I found the slalom part quite boring, maybe I should have tried it more, drive faster, bad seats etc. But for some he has shown that he/she still misdirects and makes far too hectic with the poor. Less is sometimes more here.

Slides!

The "Slip part" has been divided into several tasks. First we should drive at 20km/h, then at 40km/h through the roundabout and then so fast until we notice that the car breaks out slowly. Which was appallingly early in the case. In the following we have practised what you should do and what you should not do in any case (steer!!). Here I was also able to test my sport mode and can only say: Now I know why the insurance is so expensive. In sport mode, the car breaks out much faster and when you untrained and/or Overestimating the situation, then the departure is pre-programmed.
By the way, normally the ESP light lights up when the ESP is switched off. When it is turned on, the lamp is off. Just a little tip…
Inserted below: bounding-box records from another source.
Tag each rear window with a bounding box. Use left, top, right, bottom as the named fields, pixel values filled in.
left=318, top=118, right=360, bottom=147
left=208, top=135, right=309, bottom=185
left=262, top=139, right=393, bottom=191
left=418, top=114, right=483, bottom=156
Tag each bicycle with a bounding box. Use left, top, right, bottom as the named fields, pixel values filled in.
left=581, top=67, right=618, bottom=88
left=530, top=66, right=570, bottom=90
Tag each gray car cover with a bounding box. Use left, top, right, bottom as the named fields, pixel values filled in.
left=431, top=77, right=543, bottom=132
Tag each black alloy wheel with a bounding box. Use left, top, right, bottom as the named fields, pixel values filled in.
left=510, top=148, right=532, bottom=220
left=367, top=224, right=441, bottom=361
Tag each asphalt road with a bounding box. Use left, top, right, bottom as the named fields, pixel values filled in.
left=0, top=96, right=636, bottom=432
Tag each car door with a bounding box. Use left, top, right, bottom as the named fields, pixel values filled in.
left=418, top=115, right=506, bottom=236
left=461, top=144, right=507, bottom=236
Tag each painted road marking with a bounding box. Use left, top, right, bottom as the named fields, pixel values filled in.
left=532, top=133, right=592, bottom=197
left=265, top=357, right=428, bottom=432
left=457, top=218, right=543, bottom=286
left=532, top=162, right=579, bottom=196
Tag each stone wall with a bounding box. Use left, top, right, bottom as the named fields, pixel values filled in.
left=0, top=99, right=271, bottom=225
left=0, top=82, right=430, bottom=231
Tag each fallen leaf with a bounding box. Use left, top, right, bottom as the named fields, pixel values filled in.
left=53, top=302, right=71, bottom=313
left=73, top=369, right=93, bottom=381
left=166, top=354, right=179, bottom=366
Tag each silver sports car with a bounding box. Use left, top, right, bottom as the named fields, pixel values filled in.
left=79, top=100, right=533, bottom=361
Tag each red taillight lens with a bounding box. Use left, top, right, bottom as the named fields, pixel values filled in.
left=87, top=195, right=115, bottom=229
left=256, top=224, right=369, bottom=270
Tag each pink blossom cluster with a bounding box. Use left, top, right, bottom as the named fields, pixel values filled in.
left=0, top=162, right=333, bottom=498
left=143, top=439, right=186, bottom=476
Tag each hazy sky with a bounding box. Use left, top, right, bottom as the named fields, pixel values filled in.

It was exciting to see how good (or rather bad) our cars brake when the roadway is extremely slippery. Or how hard it is to catch a car suddenly thrown into the sling. By the way, smarts are quite bad here, they have a much too short wheelbase and can hardly be caught again.
In the sling test I also tried the sport mode. I tell you, if the car turns and just doesn't want to slow down, it's no fun. On a real road already ten times not!

Conclusion

Even after three years with my car it was clear that I hardly know it. How fast you can drive where and in what situation, how to get to the stand quickly, that should be practised in a safe environment. How to behave really properly also. You may have heard a lot of things, but you just have to have experienced it yourself.

Just sit, always look where you want to go (just when the car breaks out), you really have to practice! The more often the better. Because it sounds a lot easier than it really is.

I can really only recommend to anyone to make a safety training, whether at the ADAC or elsewhere. It really helped me a lot. And fun we also had a whole lot! And my appeal to all parents, let your children go with your cars first when they have made a driving safety training. Especially young people are even more appreciative!